Empirical Potential Functions for Prediction of Protein Folding

预测蛋白质折叠的经验势函数

• 批准号: 9614074
• 负责人: Gordon Crippen
• 金额: $ 20.34万
• 依托单位: Regents of the University of Michigan - Ann Arbor
• 依托单位国家: 美国
• 项目类别: Continuing Grant
• 财政年份: 1997
• 资助国家: 美国
• 起止时间: 1997-08-01 至 2000-07-31
• 项目状态: 已结题
• 来源: https://www.nsf.gov/awardsearch/showAward?AWD_ID=9614074&HistoricalAwards=false
• 关键词: Empirical; Potential; Functions; Prediction; Protein

One of the grand challenges in biophysics is the prediction of protein folding from the amino acid sequence. The investigator and coworkers have determined an empirical mathematical function that can recognize the native conformation for many proteins compared to many thousands of decoy conformation constructed from pieces of other protein crystal structures. They are now improving this function by testing different functional forms, training against more natives, and challenging it with wider classes of nonnative folds. If the function can be made smooth enough, it could quide a search toward the native structure as part of a structure prediction algorithm. In the current excitement over the human genome project, it is easy to forget that gene sequences are like blueprints for a house, and we are more concerned with the house than the blueprints. At the moment, we have no idea about the biological and medical role that about a third of the sequences play once they are translated into proteins, the three-dimensional molecular machines that make cells work. How proteins function depends critically on how these long chains fold up into particular shapes. This project is concerned with making sense of those thousands of mysterious sequences by trying to predict their three-dimensional structures. Workers in this laboratory have developed computer methods to choose the correct structure for a given sequence out of a lineup of many incorrect ones, as in a huge multiple choice exam. They are now moving toward answering an essay exam, where the sequence is given, and the structure must not merely be recognized, but constructed. Until this can be done, much of the value of the massive sequencing projects cannot be realized.

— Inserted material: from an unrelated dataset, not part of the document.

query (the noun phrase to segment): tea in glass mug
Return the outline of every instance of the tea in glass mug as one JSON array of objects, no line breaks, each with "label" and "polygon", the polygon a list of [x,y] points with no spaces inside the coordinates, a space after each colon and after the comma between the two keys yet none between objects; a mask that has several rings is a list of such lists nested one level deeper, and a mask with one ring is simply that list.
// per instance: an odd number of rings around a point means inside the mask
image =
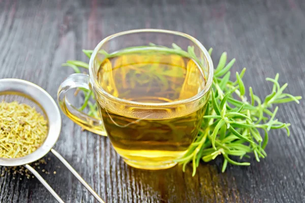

生物物理学的重大挑战之一是从氨基酸序列预测蛋白质折叠。 研究人员和同事已经确定了一个经验数学函数，该函数可以识别许多蛋白质的天然构象，而不是由其他蛋白质晶体结构构建的数千种诱饵构象。 他们现在正在通过测试不同的功能形式来改善这种功能，训练更多的本地人，并用更广泛的非本地折叠来挑战它。 如果函数足够平滑，它可以引导对天然结构的搜索，作为结构预测算法的一部分。 在目前人类基因组计划的兴奋中，人们很容易忘记基因序列就像房子的蓝图，我们更关心的是房子而不是蓝图。 目前，我们还不知道大约三分之一的序列一旦被翻译成蛋白质（使细胞工作的三维分子机器）后所起的生物学和医学作用。 蛋白质的功能主要取决于这些长链如何折叠成特定的形状。 这个项目关注的是通过试图预测它们的三维结构来理解这数千个神秘的序列。 这个实验室的工作人员已经开发出了计算机方法，可以从一系列不正确的序列中为给定的序列选择正确的结构，就像在一个巨大的多项选择题考试中一样。他们现在正朝着回答作文考试的方向发展，在作文考试中，序列是给定的，结构不仅要被识别，还要被构造出来。 在此之前，大规模测序项目的大部分价值无法实现。